Overview
HB 405 (2026 Regular Session, Kentucky) addresses how local boards of education levy occupational license fees and how school taxes may be proposed, increased, or implemented in counties with large populations. The bill imposes new procedural requirements and expands, in certain counties, the ability for fiscal courts to approve modest increases in the school tax rate. It also tightens recall and public-notice processes related to license fees.
Main purpose and intent
- To regulate the process by which local boards of education impose or increase occupational license fees and to require transparent notice before any school tax levy or increase.
- To authorize, in counties with populations of 300,000 or more, an incremental increase in the school tax rate above the existing cap, subject to fiscal court approval.
- To align recall and protest procedures for proposed license taxes with the amended framework.
Key provisions and changes
Section 1 (KRS 160.603) — Public notice and compliance before levies
- Local boards of education must comply with the new provisions before levying or increasing school taxes (except certain taxes under existing exceptions) or before increasing the school tax rate.

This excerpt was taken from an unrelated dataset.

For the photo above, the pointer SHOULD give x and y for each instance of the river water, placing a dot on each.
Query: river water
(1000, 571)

- Proposes that a favorable vote by the local board is required to levy or increase taxes, with prior publication of meeting details on the board’s website for at least two consecutive weeks.
- Requires public notice of proposed levy or rate increase via the school district’s website and in a newspaper of general circulation or courthouse posting if no newspaper exists.
- Notice must include: current rate and revenue, proposed rate and expected revenue, need and planned use of funds, details for the public hearing, and a statement of the General Assembly’s publication requirement.
- Public hearing must be held not less than one week and not more than two weeks after advertisement.
- If multiple districts in a combined taxing district desire the same levy, joint advertisement and hearing are required.
Section 2 (KRS 160.607) — Tax rate increases in large counties
- The school tax rate is capped at 0.5% uniform rate (subject to change per statute).
- After complying with Section 1 and receiving a favorable fiscal court vote, counties with 300,000+ residents may increase the rate by up to 0.25% (total up to 0.75%).
Section 3 (KRS 160.484) — License fees (county fiscal court role)
- Fiscal courts decide whether to impose license fees at up to 0.5% (subject to board-certified requests).
- If boards representing 90% of county population certify identical rates, the fiscal court must impose that rate.
- Once imposed, the rate remains in effect until reductions are certified by boards; the court may require annual certifications.
- If 90% certification seeks a higher rate than current, the higher rate takes effect, and other rates are rescinded.
- If a proposed rate increase is not approved by the boards, the higher rate does not take effect, and existing rates remain.
Section 4 (KRS 160.485) — Recall and protest procedures
- Imposition of license fees requires a court order or resolution, with a 45-day effective period.
- Establishes petition procedures for recall and protest, including signature requirements (at least 10% of last presidential election votes) and timelines.
- Petitions can suspend the order during consideration.
- If petition sufficiency is confirmed, the question is placed on a county election ballot for voter decision.
Who would be affected
- County fiscal courts (including Louisville Metro as a merged government and Fayette County in practice) and boards of education in Kentucky counties with large populations.
- School districts seeking to levy occupational license fees or adjust school tax rates.
- Voters in affected counties, who would decide via public hearings and, if petitioned, via ballot measures.
Procedural and timeline aspects
- Public notice and hearings must occur before levies or increases.
- Voter-approved increases are possible in large counties (≥300,000) with a favorable fiscal court vote.
- License-fee changes require a 45-day window before taking effect, with potential recall petitions within that period.
- Joint advertisements/hearings are required for combined districts.
Estimated fiscal impact
- Local fiscal impact is indeterminable but anticipated to be minimal in administrative terms.
- Costs related to public notices, potential recall elections, and ballot changes are possible but generally modest.